Look Back in Anger. Or just vague annoyance.

By - Rashid Darden On Jan 04, 2014

Look Back in Anger. Or just vague annoyance.

It’s been over a year since I left my last job in the nonprofit sector in order to become a full-time novelist. Although my entire life has changed and many sacrifices to my lifestyle were made, I remain happy with my decision to become the best writer I can be. As Joe Girard has said “the elevator to success is out of order. You’ll have to use the stairs…one step at a time.”

That doesn’t mean that I don’t care about the nonprofit sector. I do. I keep up with the trends. Somewhere in my heart, I hope that the sector at large has caught up with where I thought it should be by now. Sadly, it hasn’t.

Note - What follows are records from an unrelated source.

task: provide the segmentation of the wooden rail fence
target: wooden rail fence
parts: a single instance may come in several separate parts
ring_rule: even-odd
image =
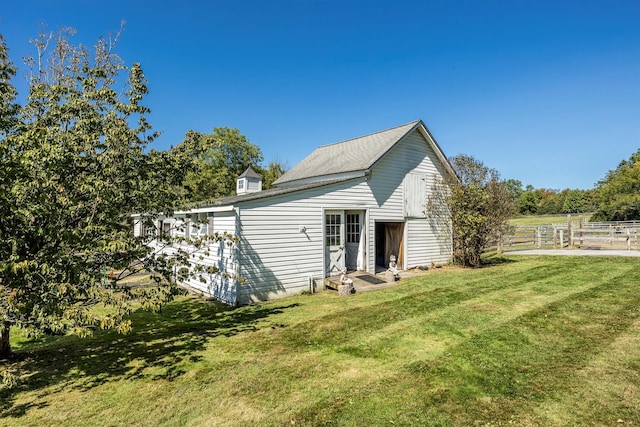
[[[581,220],[535,227],[512,227],[487,251],[525,249],[640,250],[640,221],[583,223]]]

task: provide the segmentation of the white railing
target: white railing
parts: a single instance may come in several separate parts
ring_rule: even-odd
[[[640,250],[639,221],[550,224],[512,227],[500,244],[489,250],[626,249]],[[501,248],[500,248],[501,246]]]

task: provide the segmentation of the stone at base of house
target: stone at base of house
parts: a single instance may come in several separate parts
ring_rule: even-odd
[[[356,292],[356,289],[353,287],[353,283],[349,283],[346,285],[338,285],[338,295],[346,296],[351,295]]]

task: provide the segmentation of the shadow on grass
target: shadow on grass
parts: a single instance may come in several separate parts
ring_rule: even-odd
[[[513,262],[517,261],[511,258],[505,258],[502,255],[491,254],[482,257],[482,264],[480,267],[492,267],[494,265],[511,264]]]
[[[256,331],[259,320],[296,305],[230,308],[188,298],[168,304],[159,314],[138,310],[129,335],[100,331],[89,339],[50,340],[16,355],[13,368],[20,371],[21,380],[12,389],[0,388],[0,418],[20,417],[46,406],[16,405],[19,393],[40,390],[43,397],[63,389],[85,391],[109,381],[173,380],[186,372],[185,365],[202,359],[199,353],[211,338]]]

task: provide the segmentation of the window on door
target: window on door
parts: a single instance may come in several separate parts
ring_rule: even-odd
[[[340,246],[340,214],[327,214],[325,219],[325,238],[327,246]]]
[[[347,214],[347,243],[360,243],[360,214]]]

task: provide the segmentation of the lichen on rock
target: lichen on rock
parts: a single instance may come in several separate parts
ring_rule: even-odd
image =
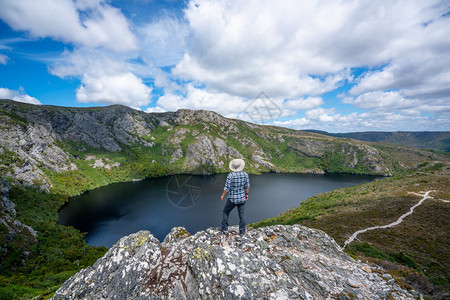
[[[344,253],[320,230],[293,226],[174,228],[122,238],[53,299],[415,299]],[[350,297],[351,295],[352,297]],[[389,295],[389,296],[388,296]],[[347,298],[346,298],[347,297]]]

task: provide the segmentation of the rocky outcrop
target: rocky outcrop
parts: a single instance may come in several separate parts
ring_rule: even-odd
[[[51,179],[44,173],[76,170],[64,147],[86,147],[117,152],[122,146],[153,143],[146,137],[157,121],[125,106],[62,108],[0,101],[0,170],[16,185],[48,191]],[[72,143],[72,144],[70,144]],[[92,167],[109,168],[117,163],[96,162]]]
[[[298,151],[308,157],[322,157],[330,148],[323,140],[297,139],[288,144],[289,149]]]
[[[122,238],[53,299],[417,299],[357,262],[324,232],[294,226],[232,227],[190,236],[174,228]]]
[[[323,156],[324,162],[332,162],[347,170],[355,169],[357,166],[365,173],[392,176],[393,172],[387,166],[380,152],[369,146],[351,141],[337,141],[329,146]]]
[[[51,182],[41,168],[52,172],[70,168],[69,157],[55,144],[55,133],[45,124],[23,127],[10,122],[8,116],[0,116],[0,119],[10,124],[0,130],[0,153],[9,160],[0,161],[3,175],[12,178],[16,185],[48,191]]]
[[[180,109],[174,113],[172,121],[177,125],[213,125],[220,128],[227,135],[239,133],[236,121],[225,118],[213,111]]]
[[[196,168],[202,164],[208,164],[224,169],[226,161],[242,157],[236,149],[228,147],[224,140],[201,134],[187,147],[185,168]]]
[[[105,158],[104,160],[102,158],[97,158],[95,155],[88,155],[85,158],[86,161],[90,162],[90,166],[93,168],[104,168],[107,170],[111,170],[111,168],[118,168],[120,167],[120,163],[111,163],[111,160],[109,158]]]
[[[71,140],[112,152],[120,151],[121,144],[144,143],[142,137],[149,135],[157,123],[151,115],[121,105],[63,108],[2,100],[0,109],[23,118],[27,127],[45,126],[44,134],[48,132],[57,141]]]

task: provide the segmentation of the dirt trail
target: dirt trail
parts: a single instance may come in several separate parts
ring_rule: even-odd
[[[363,232],[366,232],[366,231],[369,231],[369,230],[374,230],[374,229],[382,229],[382,228],[393,227],[393,226],[396,226],[396,225],[400,224],[401,222],[403,222],[403,219],[405,217],[407,217],[410,214],[412,214],[414,212],[414,209],[416,207],[420,206],[426,199],[433,198],[432,196],[429,195],[431,192],[433,192],[433,191],[427,191],[427,192],[425,192],[423,194],[411,193],[411,194],[414,194],[414,195],[417,195],[417,196],[422,196],[423,198],[420,199],[420,201],[417,204],[412,206],[407,213],[401,215],[400,218],[398,218],[397,221],[395,221],[395,222],[393,222],[391,224],[381,225],[381,226],[373,226],[373,227],[369,227],[369,228],[366,228],[366,229],[361,229],[361,230],[356,231],[355,233],[352,234],[352,236],[348,240],[346,240],[344,242],[344,247],[342,247],[342,249],[344,249],[348,244],[353,242],[356,239],[356,237],[358,236],[358,234],[360,234],[360,233],[363,233]],[[444,201],[444,202],[450,202],[449,200],[444,200],[444,199],[436,199],[436,200],[440,200],[440,201]]]

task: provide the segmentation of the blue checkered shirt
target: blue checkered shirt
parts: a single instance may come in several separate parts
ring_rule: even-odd
[[[250,188],[248,174],[244,171],[232,172],[227,176],[224,190],[228,192],[228,199],[235,203],[245,202],[245,189]]]

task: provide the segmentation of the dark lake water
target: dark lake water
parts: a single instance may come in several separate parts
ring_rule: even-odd
[[[226,174],[174,175],[111,184],[72,197],[61,208],[59,223],[87,232],[88,244],[106,247],[144,229],[162,241],[175,226],[183,226],[190,233],[219,227],[225,179]],[[275,217],[313,195],[374,179],[354,175],[250,175],[247,223]],[[230,225],[237,224],[235,209]]]

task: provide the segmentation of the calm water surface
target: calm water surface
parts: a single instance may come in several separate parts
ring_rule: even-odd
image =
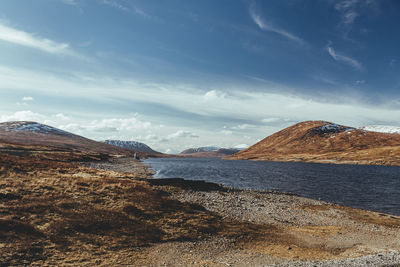
[[[400,215],[400,167],[257,162],[217,158],[148,159],[156,178],[205,180],[235,188],[279,190]]]

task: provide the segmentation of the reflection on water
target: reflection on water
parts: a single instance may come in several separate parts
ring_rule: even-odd
[[[156,178],[205,180],[236,188],[279,190],[400,215],[400,167],[217,158],[148,159]]]

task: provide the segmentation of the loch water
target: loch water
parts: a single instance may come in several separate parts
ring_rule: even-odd
[[[204,180],[277,190],[341,205],[400,215],[400,167],[219,158],[152,158],[155,178]]]

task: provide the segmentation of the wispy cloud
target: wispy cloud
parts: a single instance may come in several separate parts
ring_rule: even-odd
[[[190,131],[179,130],[176,133],[168,135],[167,139],[176,139],[176,138],[199,138],[199,136]]]
[[[67,43],[58,43],[50,39],[42,38],[32,33],[11,28],[1,24],[1,22],[0,40],[39,49],[51,54],[74,54]]]
[[[344,0],[335,5],[335,9],[341,13],[341,24],[351,27],[358,17],[358,13],[355,11],[358,2],[358,0]]]
[[[217,90],[211,90],[208,91],[204,94],[203,99],[204,101],[213,101],[217,99],[223,99],[226,97],[226,93],[217,91]]]
[[[111,139],[110,137],[136,140],[139,136],[149,136],[149,140],[143,141],[149,142],[150,145],[154,144],[155,149],[165,150],[172,146],[177,149],[184,149],[193,144],[203,146],[215,143],[216,140],[219,140],[221,146],[222,143],[226,143],[227,147],[243,142],[254,143],[259,138],[287,126],[289,122],[323,119],[346,125],[362,126],[378,122],[394,123],[393,118],[400,116],[398,102],[393,102],[392,99],[382,99],[381,103],[374,103],[371,106],[363,102],[362,95],[354,95],[354,97],[349,97],[349,94],[346,96],[329,95],[327,101],[317,97],[311,99],[306,96],[285,94],[285,90],[274,90],[275,93],[251,92],[246,90],[248,88],[246,85],[246,87],[239,86],[232,89],[228,97],[216,97],[213,101],[205,104],[202,101],[205,96],[202,86],[149,84],[137,80],[111,79],[102,76],[94,76],[91,81],[70,80],[64,76],[52,75],[54,74],[33,73],[32,70],[0,66],[0,90],[17,93],[19,99],[22,96],[36,98],[45,95],[49,99],[54,99],[54,103],[69,98],[85,100],[88,105],[75,110],[73,108],[75,106],[71,102],[71,106],[68,107],[59,107],[55,104],[36,110],[35,103],[29,102],[31,103],[29,106],[32,106],[31,112],[7,114],[2,109],[5,109],[7,99],[11,101],[15,97],[11,98],[9,94],[5,94],[0,99],[0,121],[19,119],[49,121],[50,125],[97,140]],[[224,86],[217,85],[209,85],[208,88],[209,92],[226,90]],[[267,89],[269,86],[266,85],[265,88]],[[214,96],[214,93],[210,93],[210,95]],[[143,103],[143,105],[137,106],[135,103]],[[113,114],[115,105],[118,105],[121,111],[110,115]],[[179,114],[185,115],[179,117],[180,115],[176,113],[176,116],[160,115],[161,117],[157,118],[154,115],[157,113],[152,110],[152,107],[156,105],[160,108],[160,114],[169,114],[172,107],[179,107]],[[46,112],[44,117],[35,113],[38,110]],[[318,110],[317,114],[316,110]],[[136,111],[140,111],[143,115],[127,115]],[[61,118],[59,118],[61,116],[53,117],[51,115],[60,112],[70,120],[65,119],[65,122],[61,122]],[[120,112],[124,115],[119,115]],[[105,114],[112,117],[104,118],[107,116]],[[196,121],[198,118],[207,121],[207,125]],[[281,119],[277,120],[276,118]],[[166,126],[161,128],[158,126],[160,124]],[[227,127],[221,128],[221,125]],[[233,134],[229,134],[228,131],[232,131]],[[154,135],[159,138],[156,139]],[[243,141],[245,136],[250,136],[250,141]]]
[[[78,6],[76,0],[59,0],[61,3],[71,6]]]
[[[379,7],[379,2],[375,0],[342,0],[336,2],[334,8],[340,13],[340,24],[347,32],[351,30],[354,22],[360,16],[360,13],[365,13],[365,9],[376,11]],[[362,31],[366,32],[367,29]]]
[[[286,39],[289,39],[291,41],[297,42],[298,44],[304,45],[305,41],[303,39],[301,39],[300,37],[294,35],[293,33],[290,33],[286,30],[283,30],[279,27],[273,26],[271,24],[268,24],[267,22],[265,22],[263,20],[263,18],[261,17],[261,15],[259,15],[259,13],[257,12],[256,8],[254,7],[254,5],[250,6],[249,9],[250,12],[250,16],[251,19],[254,21],[255,24],[257,24],[257,26],[264,31],[268,31],[268,32],[273,32],[276,33],[282,37],[285,37]]]
[[[24,96],[24,97],[22,98],[22,101],[33,101],[33,97],[31,97],[31,96]]]
[[[110,7],[122,10],[124,12],[133,13],[140,15],[145,18],[151,18],[149,14],[144,12],[142,9],[138,8],[137,6],[133,6],[129,1],[123,0],[102,0],[102,3],[108,5]]]
[[[355,60],[354,58],[338,54],[335,51],[335,49],[333,49],[333,47],[328,45],[326,47],[326,50],[328,51],[329,55],[331,55],[331,57],[334,60],[346,63],[347,65],[353,66],[354,68],[359,69],[359,70],[363,69],[363,65],[359,61]]]

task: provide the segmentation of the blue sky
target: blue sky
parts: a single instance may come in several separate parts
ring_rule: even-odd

The same nonprofits which were struggling five years ago are still struggling. The grant money shrinks, yet somehow they are still holding on. It makes me angry–or perhaps just annoyed–that these organizations won’t just call it quits and make way for those organizations who can actually do the work. That goes for food banks, after school programs, shelters, you name it. Major cities are saturated with medium-sized nonprofits that are barely getting by.

It’s not that I am some cruel-hearted nonprofit killer. It’s that many are working under an outdated, illogical model based on ego rather than service. A nonprofit usually starts like this:

• The visionary founder has a service-based idea
• The visionary founder recruits his friends and family to be the board of directors
• The board humors the founder
• All of a sudden, it’s a year later and the board is like OMG this thing really has legs
• The earnest founder makes modest successes but doesn’t engage his/her board for funding because he’s “too close” to them and doesn’t want to make things awkward
• A Development Director is finally hired and is given the job of three people (Fundraiser, Communications Director, Secretary) while given the salary of half a person
• The founder gets burned out, the board gets burned out, next thing you know it’s ten years later and nobody’s happy to be there.

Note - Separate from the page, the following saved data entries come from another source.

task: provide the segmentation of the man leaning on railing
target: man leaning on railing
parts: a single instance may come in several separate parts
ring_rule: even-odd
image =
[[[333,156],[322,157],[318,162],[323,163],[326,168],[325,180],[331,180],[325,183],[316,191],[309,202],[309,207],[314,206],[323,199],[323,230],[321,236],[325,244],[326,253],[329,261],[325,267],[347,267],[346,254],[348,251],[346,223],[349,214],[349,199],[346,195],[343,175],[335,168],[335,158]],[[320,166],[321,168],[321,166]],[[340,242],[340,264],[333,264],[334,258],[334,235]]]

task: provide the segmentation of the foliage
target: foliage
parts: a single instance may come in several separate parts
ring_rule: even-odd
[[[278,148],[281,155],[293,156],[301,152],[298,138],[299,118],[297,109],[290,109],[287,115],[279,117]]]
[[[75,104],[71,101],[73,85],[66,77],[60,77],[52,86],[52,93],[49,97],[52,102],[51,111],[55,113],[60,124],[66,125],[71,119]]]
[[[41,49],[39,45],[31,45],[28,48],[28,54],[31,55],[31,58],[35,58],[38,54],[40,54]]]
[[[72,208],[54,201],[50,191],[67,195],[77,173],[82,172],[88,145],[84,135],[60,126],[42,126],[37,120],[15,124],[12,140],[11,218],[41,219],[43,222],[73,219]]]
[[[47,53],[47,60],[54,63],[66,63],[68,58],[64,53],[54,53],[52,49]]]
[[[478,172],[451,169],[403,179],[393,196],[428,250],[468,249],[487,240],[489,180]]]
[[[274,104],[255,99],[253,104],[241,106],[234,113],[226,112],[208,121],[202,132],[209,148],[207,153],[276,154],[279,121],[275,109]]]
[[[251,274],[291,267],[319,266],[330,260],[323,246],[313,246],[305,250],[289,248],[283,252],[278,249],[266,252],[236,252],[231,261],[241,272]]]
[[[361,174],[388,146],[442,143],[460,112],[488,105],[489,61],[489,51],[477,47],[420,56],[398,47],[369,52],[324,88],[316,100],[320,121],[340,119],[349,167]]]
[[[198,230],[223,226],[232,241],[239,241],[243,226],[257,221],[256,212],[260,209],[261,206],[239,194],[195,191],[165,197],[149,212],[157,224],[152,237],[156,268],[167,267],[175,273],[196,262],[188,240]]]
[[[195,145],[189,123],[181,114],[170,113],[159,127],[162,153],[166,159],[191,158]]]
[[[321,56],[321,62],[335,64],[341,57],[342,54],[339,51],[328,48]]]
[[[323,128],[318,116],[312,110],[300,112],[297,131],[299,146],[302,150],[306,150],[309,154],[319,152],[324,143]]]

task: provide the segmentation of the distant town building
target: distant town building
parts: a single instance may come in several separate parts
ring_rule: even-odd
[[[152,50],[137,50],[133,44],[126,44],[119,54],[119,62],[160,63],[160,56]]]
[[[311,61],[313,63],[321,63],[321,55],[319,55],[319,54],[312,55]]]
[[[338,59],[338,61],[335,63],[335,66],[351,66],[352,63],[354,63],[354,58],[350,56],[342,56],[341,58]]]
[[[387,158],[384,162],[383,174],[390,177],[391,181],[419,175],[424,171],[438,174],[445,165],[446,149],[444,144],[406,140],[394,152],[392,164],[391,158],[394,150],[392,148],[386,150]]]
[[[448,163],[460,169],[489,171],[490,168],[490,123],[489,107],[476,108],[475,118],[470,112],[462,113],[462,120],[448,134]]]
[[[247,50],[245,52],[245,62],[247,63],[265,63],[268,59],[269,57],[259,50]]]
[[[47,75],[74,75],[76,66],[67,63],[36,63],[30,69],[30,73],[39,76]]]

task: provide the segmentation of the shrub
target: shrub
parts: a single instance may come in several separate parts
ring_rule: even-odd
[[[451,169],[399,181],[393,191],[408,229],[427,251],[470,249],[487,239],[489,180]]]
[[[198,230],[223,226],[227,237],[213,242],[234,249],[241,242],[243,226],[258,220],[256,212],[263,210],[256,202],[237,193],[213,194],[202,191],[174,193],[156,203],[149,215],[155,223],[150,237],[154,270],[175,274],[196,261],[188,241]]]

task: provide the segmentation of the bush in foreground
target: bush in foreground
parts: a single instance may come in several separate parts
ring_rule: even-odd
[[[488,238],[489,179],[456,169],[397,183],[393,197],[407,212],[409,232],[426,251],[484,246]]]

That annoys me. It’s the same story in many places.

This morning, I saw a job announcement for a seemingly worthy nonprofit organization. It was for a Director of Development, a job I’ve had before and wouldn’t mind returning to if the circumstances were right (including two work-from home days a week and an assistant).

Well, true to form, this job was really three jobs in one. First red flag. Second red flag was that the “assistant” was an AmeriCorps Vista volunteer. No offense to said volunteers, but no. Can’t do it. I need someone who knows they want my job some day and is being compensated for it. The quality is just different that way.

But the biggest red flag? This organization serves people of color but had no people of color on the senior staff. All of the people of color were on the program staff.

I can’t work someplace that doesn’t already value diversity in leadership. My city is majority black. The majority of beneficiaries of service in this city are black. An all-white senior staff is deeply troubling to me and I won’t work someplace where I’d have to be the first. I’ve been on that trip before. Got the t-shirt. Hated it.

So I look back in annoyance this holiday season, at a nonprofit sector filled with founders and visionaries, overworked and underpaid development directors, and clients who receive services but don’t see people who look like them on their charity’s website.

I’m not angry. I’m not sad. I just wonder how I made it in the sector for as long as I did.

My wish for the nonprofit sector moving forward is pretty simple: that those organizations on 501(c)(3) death row euthanize themselves and give their remaining assets and talent to organizations who do the job better; for those orgs that can survive to unite and form mentoring programs for rising nonprofit leaders of color; and for every “founder” of an organization to make career goals and secession plans for themselves so they may move on within three years. Even the best nonprofit leader should have goals bigger than where he/she currently sits.

Take heed, colleagues. Change the nonprofit sector while you still have the power to do so, lest outside forces change it for you.